Wszystko wydarzyło się w nocy z piątku na sobotę (7 grudnia). Około godz. 3 Lily, dwuletnia akita, zaczęła głośno szczekać i domagać się wypuszczenia na zewnątrz. Jej właścicielka, pani Marta (nazwisko do wiadomości redakcji), próbowała najpierw uspokoić suczkę, ale pies coraz bardziej domagał się wyjścia z domu. W końcu więc wyszła z nim na spacer.

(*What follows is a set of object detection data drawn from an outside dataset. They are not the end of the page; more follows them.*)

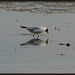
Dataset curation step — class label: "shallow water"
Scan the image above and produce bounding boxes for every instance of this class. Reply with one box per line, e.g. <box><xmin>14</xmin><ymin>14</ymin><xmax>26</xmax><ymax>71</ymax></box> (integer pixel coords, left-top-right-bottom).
<box><xmin>0</xmin><ymin>2</ymin><xmax>75</xmax><ymax>73</ymax></box>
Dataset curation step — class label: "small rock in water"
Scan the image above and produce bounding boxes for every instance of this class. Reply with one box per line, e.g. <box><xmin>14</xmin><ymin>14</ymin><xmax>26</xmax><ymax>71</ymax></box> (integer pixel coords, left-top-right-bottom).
<box><xmin>59</xmin><ymin>43</ymin><xmax>65</xmax><ymax>45</ymax></box>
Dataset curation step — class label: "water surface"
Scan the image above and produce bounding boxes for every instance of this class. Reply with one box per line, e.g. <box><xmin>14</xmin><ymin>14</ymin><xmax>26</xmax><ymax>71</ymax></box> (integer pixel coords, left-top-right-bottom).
<box><xmin>0</xmin><ymin>2</ymin><xmax>75</xmax><ymax>73</ymax></box>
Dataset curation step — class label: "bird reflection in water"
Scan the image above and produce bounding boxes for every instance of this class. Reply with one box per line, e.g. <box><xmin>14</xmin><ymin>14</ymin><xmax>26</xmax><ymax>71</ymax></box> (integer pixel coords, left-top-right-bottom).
<box><xmin>20</xmin><ymin>39</ymin><xmax>49</xmax><ymax>46</ymax></box>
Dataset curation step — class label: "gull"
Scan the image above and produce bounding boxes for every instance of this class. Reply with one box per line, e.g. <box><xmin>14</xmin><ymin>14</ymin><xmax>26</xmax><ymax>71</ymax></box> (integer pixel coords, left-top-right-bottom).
<box><xmin>20</xmin><ymin>39</ymin><xmax>49</xmax><ymax>46</ymax></box>
<box><xmin>20</xmin><ymin>26</ymin><xmax>49</xmax><ymax>38</ymax></box>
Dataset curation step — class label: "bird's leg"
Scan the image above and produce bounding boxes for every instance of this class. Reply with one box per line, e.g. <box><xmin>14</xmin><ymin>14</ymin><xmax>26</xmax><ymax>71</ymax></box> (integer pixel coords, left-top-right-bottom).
<box><xmin>33</xmin><ymin>34</ymin><xmax>35</xmax><ymax>38</ymax></box>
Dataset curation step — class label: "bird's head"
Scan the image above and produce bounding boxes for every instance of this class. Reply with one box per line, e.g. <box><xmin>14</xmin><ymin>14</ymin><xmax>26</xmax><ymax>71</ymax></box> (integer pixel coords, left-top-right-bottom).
<box><xmin>46</xmin><ymin>28</ymin><xmax>49</xmax><ymax>34</ymax></box>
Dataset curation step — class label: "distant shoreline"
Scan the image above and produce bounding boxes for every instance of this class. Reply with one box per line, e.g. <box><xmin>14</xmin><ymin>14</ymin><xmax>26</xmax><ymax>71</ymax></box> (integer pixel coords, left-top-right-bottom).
<box><xmin>0</xmin><ymin>0</ymin><xmax>75</xmax><ymax>2</ymax></box>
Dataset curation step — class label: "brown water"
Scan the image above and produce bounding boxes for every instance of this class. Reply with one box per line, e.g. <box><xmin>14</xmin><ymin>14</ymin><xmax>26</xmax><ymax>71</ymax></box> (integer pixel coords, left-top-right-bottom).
<box><xmin>0</xmin><ymin>2</ymin><xmax>75</xmax><ymax>73</ymax></box>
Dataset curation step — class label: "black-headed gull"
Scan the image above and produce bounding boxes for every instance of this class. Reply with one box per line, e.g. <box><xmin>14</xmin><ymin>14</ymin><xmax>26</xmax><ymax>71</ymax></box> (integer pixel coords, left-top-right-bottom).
<box><xmin>20</xmin><ymin>26</ymin><xmax>49</xmax><ymax>37</ymax></box>
<box><xmin>20</xmin><ymin>39</ymin><xmax>49</xmax><ymax>46</ymax></box>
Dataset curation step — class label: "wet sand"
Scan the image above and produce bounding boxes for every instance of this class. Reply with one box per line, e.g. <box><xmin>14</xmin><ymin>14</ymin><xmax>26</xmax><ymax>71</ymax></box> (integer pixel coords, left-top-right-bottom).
<box><xmin>0</xmin><ymin>2</ymin><xmax>75</xmax><ymax>73</ymax></box>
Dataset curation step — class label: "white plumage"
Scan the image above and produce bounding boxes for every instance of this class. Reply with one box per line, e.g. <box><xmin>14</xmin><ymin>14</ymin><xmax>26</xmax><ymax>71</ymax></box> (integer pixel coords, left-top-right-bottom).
<box><xmin>20</xmin><ymin>26</ymin><xmax>49</xmax><ymax>37</ymax></box>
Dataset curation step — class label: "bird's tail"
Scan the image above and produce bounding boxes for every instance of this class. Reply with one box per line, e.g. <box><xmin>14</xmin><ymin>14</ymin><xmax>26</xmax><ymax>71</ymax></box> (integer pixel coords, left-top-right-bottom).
<box><xmin>20</xmin><ymin>26</ymin><xmax>27</xmax><ymax>28</ymax></box>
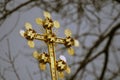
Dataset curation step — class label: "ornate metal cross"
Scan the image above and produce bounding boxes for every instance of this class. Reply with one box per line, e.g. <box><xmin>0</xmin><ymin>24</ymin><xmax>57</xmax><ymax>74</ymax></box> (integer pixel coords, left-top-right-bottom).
<box><xmin>20</xmin><ymin>12</ymin><xmax>79</xmax><ymax>80</ymax></box>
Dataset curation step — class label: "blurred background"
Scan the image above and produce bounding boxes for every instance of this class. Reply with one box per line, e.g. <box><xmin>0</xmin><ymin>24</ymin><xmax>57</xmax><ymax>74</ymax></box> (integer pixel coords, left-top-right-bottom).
<box><xmin>0</xmin><ymin>0</ymin><xmax>120</xmax><ymax>80</ymax></box>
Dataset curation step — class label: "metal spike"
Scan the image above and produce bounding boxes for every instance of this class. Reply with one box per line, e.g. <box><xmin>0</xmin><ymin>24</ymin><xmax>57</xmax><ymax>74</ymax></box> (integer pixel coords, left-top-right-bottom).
<box><xmin>20</xmin><ymin>30</ymin><xmax>25</xmax><ymax>37</ymax></box>
<box><xmin>35</xmin><ymin>18</ymin><xmax>43</xmax><ymax>25</ymax></box>
<box><xmin>25</xmin><ymin>22</ymin><xmax>32</xmax><ymax>30</ymax></box>
<box><xmin>66</xmin><ymin>66</ymin><xmax>71</xmax><ymax>74</ymax></box>
<box><xmin>39</xmin><ymin>63</ymin><xmax>46</xmax><ymax>70</ymax></box>
<box><xmin>74</xmin><ymin>40</ymin><xmax>79</xmax><ymax>47</ymax></box>
<box><xmin>58</xmin><ymin>72</ymin><xmax>64</xmax><ymax>78</ymax></box>
<box><xmin>44</xmin><ymin>11</ymin><xmax>51</xmax><ymax>19</ymax></box>
<box><xmin>64</xmin><ymin>29</ymin><xmax>72</xmax><ymax>37</ymax></box>
<box><xmin>28</xmin><ymin>40</ymin><xmax>35</xmax><ymax>48</ymax></box>
<box><xmin>54</xmin><ymin>21</ymin><xmax>60</xmax><ymax>28</ymax></box>
<box><xmin>68</xmin><ymin>48</ymin><xmax>74</xmax><ymax>55</ymax></box>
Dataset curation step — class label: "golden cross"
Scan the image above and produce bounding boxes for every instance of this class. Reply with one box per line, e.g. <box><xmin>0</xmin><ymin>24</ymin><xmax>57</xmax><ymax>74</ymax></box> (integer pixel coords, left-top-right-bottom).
<box><xmin>20</xmin><ymin>12</ymin><xmax>79</xmax><ymax>80</ymax></box>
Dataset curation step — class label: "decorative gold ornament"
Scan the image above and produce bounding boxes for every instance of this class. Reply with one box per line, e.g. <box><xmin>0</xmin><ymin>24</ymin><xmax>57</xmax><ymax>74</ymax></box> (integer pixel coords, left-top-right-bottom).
<box><xmin>20</xmin><ymin>12</ymin><xmax>79</xmax><ymax>80</ymax></box>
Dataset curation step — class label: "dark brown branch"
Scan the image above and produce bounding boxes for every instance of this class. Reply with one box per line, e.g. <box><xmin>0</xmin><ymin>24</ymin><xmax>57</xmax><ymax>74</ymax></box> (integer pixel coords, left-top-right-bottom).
<box><xmin>70</xmin><ymin>23</ymin><xmax>120</xmax><ymax>80</ymax></box>
<box><xmin>7</xmin><ymin>39</ymin><xmax>21</xmax><ymax>80</ymax></box>
<box><xmin>0</xmin><ymin>0</ymin><xmax>36</xmax><ymax>21</ymax></box>
<box><xmin>99</xmin><ymin>24</ymin><xmax>120</xmax><ymax>80</ymax></box>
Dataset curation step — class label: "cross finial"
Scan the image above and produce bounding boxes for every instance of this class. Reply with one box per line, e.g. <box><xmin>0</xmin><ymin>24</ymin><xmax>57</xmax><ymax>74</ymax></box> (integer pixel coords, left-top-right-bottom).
<box><xmin>20</xmin><ymin>12</ymin><xmax>79</xmax><ymax>80</ymax></box>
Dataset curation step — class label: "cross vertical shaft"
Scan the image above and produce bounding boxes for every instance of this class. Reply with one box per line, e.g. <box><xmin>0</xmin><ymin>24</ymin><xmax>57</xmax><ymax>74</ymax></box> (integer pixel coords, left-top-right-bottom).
<box><xmin>46</xmin><ymin>29</ymin><xmax>58</xmax><ymax>80</ymax></box>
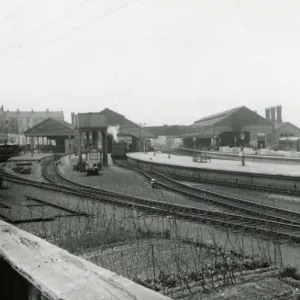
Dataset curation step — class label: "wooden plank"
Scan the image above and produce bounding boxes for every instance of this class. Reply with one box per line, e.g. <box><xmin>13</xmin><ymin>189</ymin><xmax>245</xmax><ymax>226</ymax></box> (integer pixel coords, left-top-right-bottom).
<box><xmin>0</xmin><ymin>221</ymin><xmax>170</xmax><ymax>300</ymax></box>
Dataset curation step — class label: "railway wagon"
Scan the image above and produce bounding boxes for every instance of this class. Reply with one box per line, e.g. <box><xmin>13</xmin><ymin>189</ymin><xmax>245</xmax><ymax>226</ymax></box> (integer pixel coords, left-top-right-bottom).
<box><xmin>111</xmin><ymin>141</ymin><xmax>126</xmax><ymax>159</ymax></box>
<box><xmin>279</xmin><ymin>136</ymin><xmax>300</xmax><ymax>151</ymax></box>
<box><xmin>0</xmin><ymin>143</ymin><xmax>22</xmax><ymax>162</ymax></box>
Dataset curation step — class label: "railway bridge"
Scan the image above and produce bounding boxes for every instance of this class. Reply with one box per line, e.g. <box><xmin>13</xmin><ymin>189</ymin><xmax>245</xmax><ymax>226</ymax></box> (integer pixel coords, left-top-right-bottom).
<box><xmin>0</xmin><ymin>220</ymin><xmax>170</xmax><ymax>300</ymax></box>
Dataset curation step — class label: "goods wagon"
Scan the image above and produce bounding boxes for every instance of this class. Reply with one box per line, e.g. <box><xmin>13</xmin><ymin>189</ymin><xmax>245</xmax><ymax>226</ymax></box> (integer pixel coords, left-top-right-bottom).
<box><xmin>111</xmin><ymin>141</ymin><xmax>126</xmax><ymax>159</ymax></box>
<box><xmin>0</xmin><ymin>143</ymin><xmax>22</xmax><ymax>162</ymax></box>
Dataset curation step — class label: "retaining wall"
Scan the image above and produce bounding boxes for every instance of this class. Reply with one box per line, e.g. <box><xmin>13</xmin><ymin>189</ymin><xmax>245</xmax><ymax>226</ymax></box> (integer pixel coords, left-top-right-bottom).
<box><xmin>0</xmin><ymin>220</ymin><xmax>170</xmax><ymax>300</ymax></box>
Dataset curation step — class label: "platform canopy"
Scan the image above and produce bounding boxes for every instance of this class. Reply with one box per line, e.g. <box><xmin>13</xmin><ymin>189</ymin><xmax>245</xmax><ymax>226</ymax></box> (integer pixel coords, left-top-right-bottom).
<box><xmin>24</xmin><ymin>117</ymin><xmax>76</xmax><ymax>137</ymax></box>
<box><xmin>78</xmin><ymin>108</ymin><xmax>157</xmax><ymax>139</ymax></box>
<box><xmin>182</xmin><ymin>106</ymin><xmax>273</xmax><ymax>138</ymax></box>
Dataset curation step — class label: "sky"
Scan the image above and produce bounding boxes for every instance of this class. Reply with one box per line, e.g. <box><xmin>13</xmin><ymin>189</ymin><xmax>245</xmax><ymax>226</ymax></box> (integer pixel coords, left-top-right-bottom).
<box><xmin>0</xmin><ymin>0</ymin><xmax>300</xmax><ymax>127</ymax></box>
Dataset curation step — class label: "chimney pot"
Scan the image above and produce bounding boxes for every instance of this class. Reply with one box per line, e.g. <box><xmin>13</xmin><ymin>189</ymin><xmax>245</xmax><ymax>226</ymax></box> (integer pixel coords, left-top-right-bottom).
<box><xmin>271</xmin><ymin>106</ymin><xmax>276</xmax><ymax>124</ymax></box>
<box><xmin>265</xmin><ymin>107</ymin><xmax>270</xmax><ymax>121</ymax></box>
<box><xmin>276</xmin><ymin>105</ymin><xmax>282</xmax><ymax>124</ymax></box>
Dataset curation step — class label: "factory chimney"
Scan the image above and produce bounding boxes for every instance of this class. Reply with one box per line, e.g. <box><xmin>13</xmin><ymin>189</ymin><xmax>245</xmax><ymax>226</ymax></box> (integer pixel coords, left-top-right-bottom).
<box><xmin>71</xmin><ymin>113</ymin><xmax>75</xmax><ymax>125</ymax></box>
<box><xmin>265</xmin><ymin>107</ymin><xmax>270</xmax><ymax>121</ymax></box>
<box><xmin>276</xmin><ymin>105</ymin><xmax>282</xmax><ymax>124</ymax></box>
<box><xmin>271</xmin><ymin>106</ymin><xmax>276</xmax><ymax>124</ymax></box>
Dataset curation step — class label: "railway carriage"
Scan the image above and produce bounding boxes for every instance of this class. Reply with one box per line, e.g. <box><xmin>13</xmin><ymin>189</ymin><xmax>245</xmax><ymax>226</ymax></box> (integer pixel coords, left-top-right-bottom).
<box><xmin>0</xmin><ymin>143</ymin><xmax>22</xmax><ymax>162</ymax></box>
<box><xmin>111</xmin><ymin>141</ymin><xmax>126</xmax><ymax>159</ymax></box>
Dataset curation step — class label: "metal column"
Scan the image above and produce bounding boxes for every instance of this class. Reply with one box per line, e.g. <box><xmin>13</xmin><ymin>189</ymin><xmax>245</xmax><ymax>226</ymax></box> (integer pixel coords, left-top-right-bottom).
<box><xmin>102</xmin><ymin>131</ymin><xmax>108</xmax><ymax>167</ymax></box>
<box><xmin>85</xmin><ymin>131</ymin><xmax>90</xmax><ymax>149</ymax></box>
<box><xmin>30</xmin><ymin>137</ymin><xmax>33</xmax><ymax>157</ymax></box>
<box><xmin>68</xmin><ymin>135</ymin><xmax>71</xmax><ymax>157</ymax></box>
<box><xmin>78</xmin><ymin>131</ymin><xmax>82</xmax><ymax>164</ymax></box>
<box><xmin>92</xmin><ymin>131</ymin><xmax>98</xmax><ymax>147</ymax></box>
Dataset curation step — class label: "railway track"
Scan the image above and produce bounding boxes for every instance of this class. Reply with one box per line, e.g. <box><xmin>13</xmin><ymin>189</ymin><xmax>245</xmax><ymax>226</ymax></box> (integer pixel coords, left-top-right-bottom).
<box><xmin>142</xmin><ymin>152</ymin><xmax>300</xmax><ymax>196</ymax></box>
<box><xmin>115</xmin><ymin>161</ymin><xmax>300</xmax><ymax>223</ymax></box>
<box><xmin>168</xmin><ymin>174</ymin><xmax>300</xmax><ymax>196</ymax></box>
<box><xmin>1</xmin><ymin>161</ymin><xmax>300</xmax><ymax>244</ymax></box>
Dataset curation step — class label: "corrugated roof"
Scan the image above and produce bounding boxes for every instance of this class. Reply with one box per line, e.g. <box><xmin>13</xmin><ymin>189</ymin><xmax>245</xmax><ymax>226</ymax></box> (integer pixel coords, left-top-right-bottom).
<box><xmin>274</xmin><ymin>122</ymin><xmax>300</xmax><ymax>131</ymax></box>
<box><xmin>144</xmin><ymin>125</ymin><xmax>188</xmax><ymax>136</ymax></box>
<box><xmin>191</xmin><ymin>106</ymin><xmax>243</xmax><ymax>127</ymax></box>
<box><xmin>274</xmin><ymin>122</ymin><xmax>288</xmax><ymax>130</ymax></box>
<box><xmin>3</xmin><ymin>111</ymin><xmax>64</xmax><ymax>119</ymax></box>
<box><xmin>78</xmin><ymin>108</ymin><xmax>156</xmax><ymax>139</ymax></box>
<box><xmin>24</xmin><ymin>117</ymin><xmax>76</xmax><ymax>135</ymax></box>
<box><xmin>279</xmin><ymin>136</ymin><xmax>300</xmax><ymax>141</ymax></box>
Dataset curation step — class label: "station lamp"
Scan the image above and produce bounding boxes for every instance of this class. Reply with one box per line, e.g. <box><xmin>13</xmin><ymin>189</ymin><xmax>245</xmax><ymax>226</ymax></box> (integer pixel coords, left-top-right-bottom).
<box><xmin>240</xmin><ymin>132</ymin><xmax>246</xmax><ymax>166</ymax></box>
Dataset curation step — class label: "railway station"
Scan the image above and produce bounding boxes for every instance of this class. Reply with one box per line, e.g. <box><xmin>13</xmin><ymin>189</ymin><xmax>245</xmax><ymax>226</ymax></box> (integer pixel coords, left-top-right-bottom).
<box><xmin>24</xmin><ymin>117</ymin><xmax>76</xmax><ymax>156</ymax></box>
<box><xmin>0</xmin><ymin>108</ymin><xmax>300</xmax><ymax>300</ymax></box>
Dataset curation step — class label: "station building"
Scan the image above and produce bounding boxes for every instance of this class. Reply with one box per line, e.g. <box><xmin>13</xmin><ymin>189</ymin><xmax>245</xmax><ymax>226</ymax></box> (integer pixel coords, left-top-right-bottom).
<box><xmin>71</xmin><ymin>108</ymin><xmax>156</xmax><ymax>166</ymax></box>
<box><xmin>0</xmin><ymin>105</ymin><xmax>64</xmax><ymax>144</ymax></box>
<box><xmin>144</xmin><ymin>125</ymin><xmax>188</xmax><ymax>148</ymax></box>
<box><xmin>182</xmin><ymin>106</ymin><xmax>274</xmax><ymax>150</ymax></box>
<box><xmin>265</xmin><ymin>105</ymin><xmax>300</xmax><ymax>144</ymax></box>
<box><xmin>24</xmin><ymin>117</ymin><xmax>77</xmax><ymax>154</ymax></box>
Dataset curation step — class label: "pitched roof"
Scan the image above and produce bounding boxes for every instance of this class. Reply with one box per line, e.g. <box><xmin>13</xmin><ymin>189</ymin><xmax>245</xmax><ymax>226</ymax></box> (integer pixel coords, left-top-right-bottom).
<box><xmin>192</xmin><ymin>106</ymin><xmax>243</xmax><ymax>127</ymax></box>
<box><xmin>82</xmin><ymin>145</ymin><xmax>102</xmax><ymax>153</ymax></box>
<box><xmin>274</xmin><ymin>122</ymin><xmax>300</xmax><ymax>130</ymax></box>
<box><xmin>24</xmin><ymin>117</ymin><xmax>76</xmax><ymax>136</ymax></box>
<box><xmin>144</xmin><ymin>125</ymin><xmax>188</xmax><ymax>136</ymax></box>
<box><xmin>3</xmin><ymin>111</ymin><xmax>64</xmax><ymax>119</ymax></box>
<box><xmin>78</xmin><ymin>108</ymin><xmax>156</xmax><ymax>138</ymax></box>
<box><xmin>182</xmin><ymin>106</ymin><xmax>272</xmax><ymax>138</ymax></box>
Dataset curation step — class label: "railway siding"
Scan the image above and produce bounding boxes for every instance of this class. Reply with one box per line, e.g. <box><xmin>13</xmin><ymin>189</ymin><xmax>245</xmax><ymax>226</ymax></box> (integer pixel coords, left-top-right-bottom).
<box><xmin>127</xmin><ymin>156</ymin><xmax>300</xmax><ymax>195</ymax></box>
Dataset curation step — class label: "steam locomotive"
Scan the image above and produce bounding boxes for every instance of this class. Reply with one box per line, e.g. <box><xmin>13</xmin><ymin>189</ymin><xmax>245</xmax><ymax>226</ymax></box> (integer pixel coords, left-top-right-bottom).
<box><xmin>0</xmin><ymin>143</ymin><xmax>22</xmax><ymax>162</ymax></box>
<box><xmin>111</xmin><ymin>141</ymin><xmax>127</xmax><ymax>159</ymax></box>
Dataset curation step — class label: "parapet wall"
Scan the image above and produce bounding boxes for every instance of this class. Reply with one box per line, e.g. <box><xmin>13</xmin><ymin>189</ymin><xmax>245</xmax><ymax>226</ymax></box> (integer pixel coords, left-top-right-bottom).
<box><xmin>0</xmin><ymin>220</ymin><xmax>170</xmax><ymax>300</ymax></box>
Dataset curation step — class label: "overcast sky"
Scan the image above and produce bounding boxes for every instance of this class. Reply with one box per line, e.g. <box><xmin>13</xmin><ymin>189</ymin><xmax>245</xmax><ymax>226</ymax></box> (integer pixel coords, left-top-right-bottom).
<box><xmin>0</xmin><ymin>0</ymin><xmax>300</xmax><ymax>126</ymax></box>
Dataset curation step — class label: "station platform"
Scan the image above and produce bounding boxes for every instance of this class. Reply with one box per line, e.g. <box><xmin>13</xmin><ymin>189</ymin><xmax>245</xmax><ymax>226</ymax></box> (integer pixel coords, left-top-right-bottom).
<box><xmin>7</xmin><ymin>152</ymin><xmax>54</xmax><ymax>163</ymax></box>
<box><xmin>127</xmin><ymin>152</ymin><xmax>300</xmax><ymax>177</ymax></box>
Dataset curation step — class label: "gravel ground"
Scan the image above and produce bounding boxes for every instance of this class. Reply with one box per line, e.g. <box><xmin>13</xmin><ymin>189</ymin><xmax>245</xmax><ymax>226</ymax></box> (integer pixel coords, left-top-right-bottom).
<box><xmin>183</xmin><ymin>182</ymin><xmax>300</xmax><ymax>212</ymax></box>
<box><xmin>202</xmin><ymin>278</ymin><xmax>299</xmax><ymax>300</ymax></box>
<box><xmin>59</xmin><ymin>157</ymin><xmax>229</xmax><ymax>212</ymax></box>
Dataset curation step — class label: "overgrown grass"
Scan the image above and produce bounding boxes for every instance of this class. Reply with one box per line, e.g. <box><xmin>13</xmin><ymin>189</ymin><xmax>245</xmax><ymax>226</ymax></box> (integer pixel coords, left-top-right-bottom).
<box><xmin>14</xmin><ymin>192</ymin><xmax>283</xmax><ymax>298</ymax></box>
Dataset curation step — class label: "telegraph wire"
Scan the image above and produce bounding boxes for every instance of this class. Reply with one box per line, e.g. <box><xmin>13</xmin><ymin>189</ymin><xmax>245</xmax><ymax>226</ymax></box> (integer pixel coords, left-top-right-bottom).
<box><xmin>4</xmin><ymin>0</ymin><xmax>95</xmax><ymax>52</ymax></box>
<box><xmin>12</xmin><ymin>0</ymin><xmax>139</xmax><ymax>62</ymax></box>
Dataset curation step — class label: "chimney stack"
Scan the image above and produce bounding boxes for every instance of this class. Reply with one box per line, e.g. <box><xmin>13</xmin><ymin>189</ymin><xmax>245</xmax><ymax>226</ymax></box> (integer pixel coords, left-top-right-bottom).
<box><xmin>271</xmin><ymin>106</ymin><xmax>276</xmax><ymax>124</ymax></box>
<box><xmin>276</xmin><ymin>105</ymin><xmax>282</xmax><ymax>124</ymax></box>
<box><xmin>71</xmin><ymin>113</ymin><xmax>75</xmax><ymax>125</ymax></box>
<box><xmin>265</xmin><ymin>107</ymin><xmax>271</xmax><ymax>121</ymax></box>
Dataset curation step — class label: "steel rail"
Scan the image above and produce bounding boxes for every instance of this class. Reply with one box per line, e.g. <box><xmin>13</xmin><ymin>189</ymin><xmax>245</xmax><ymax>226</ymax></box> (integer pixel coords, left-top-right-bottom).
<box><xmin>1</xmin><ymin>162</ymin><xmax>300</xmax><ymax>243</ymax></box>
<box><xmin>115</xmin><ymin>161</ymin><xmax>300</xmax><ymax>223</ymax></box>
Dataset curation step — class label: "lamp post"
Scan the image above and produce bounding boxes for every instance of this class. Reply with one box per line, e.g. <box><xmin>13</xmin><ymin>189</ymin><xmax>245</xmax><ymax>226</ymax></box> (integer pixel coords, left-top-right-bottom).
<box><xmin>193</xmin><ymin>136</ymin><xmax>197</xmax><ymax>156</ymax></box>
<box><xmin>138</xmin><ymin>123</ymin><xmax>147</xmax><ymax>153</ymax></box>
<box><xmin>240</xmin><ymin>132</ymin><xmax>245</xmax><ymax>166</ymax></box>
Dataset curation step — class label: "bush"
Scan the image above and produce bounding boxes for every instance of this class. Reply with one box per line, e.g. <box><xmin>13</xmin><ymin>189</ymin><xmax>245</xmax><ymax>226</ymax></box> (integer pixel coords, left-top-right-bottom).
<box><xmin>279</xmin><ymin>265</ymin><xmax>299</xmax><ymax>279</ymax></box>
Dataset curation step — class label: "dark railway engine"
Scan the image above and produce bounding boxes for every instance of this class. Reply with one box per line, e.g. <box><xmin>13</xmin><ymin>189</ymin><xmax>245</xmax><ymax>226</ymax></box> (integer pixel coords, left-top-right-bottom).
<box><xmin>0</xmin><ymin>143</ymin><xmax>22</xmax><ymax>162</ymax></box>
<box><xmin>111</xmin><ymin>141</ymin><xmax>127</xmax><ymax>159</ymax></box>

Na zewnątrz Lily wcale się jednak nie uspokoiła. Z miejsca podbiegła do znajdującego się w pobliżu wykopu, w którym w ciągu dnia prowadzone były prace przy podziemnych instalacjach i zaczęła głośno ujadać nad jego brzegiem. W ślad za nią podeszła tam też pani Marta, żeby sprawdzić, co tak bardzo zaniepokoiło jej pupila.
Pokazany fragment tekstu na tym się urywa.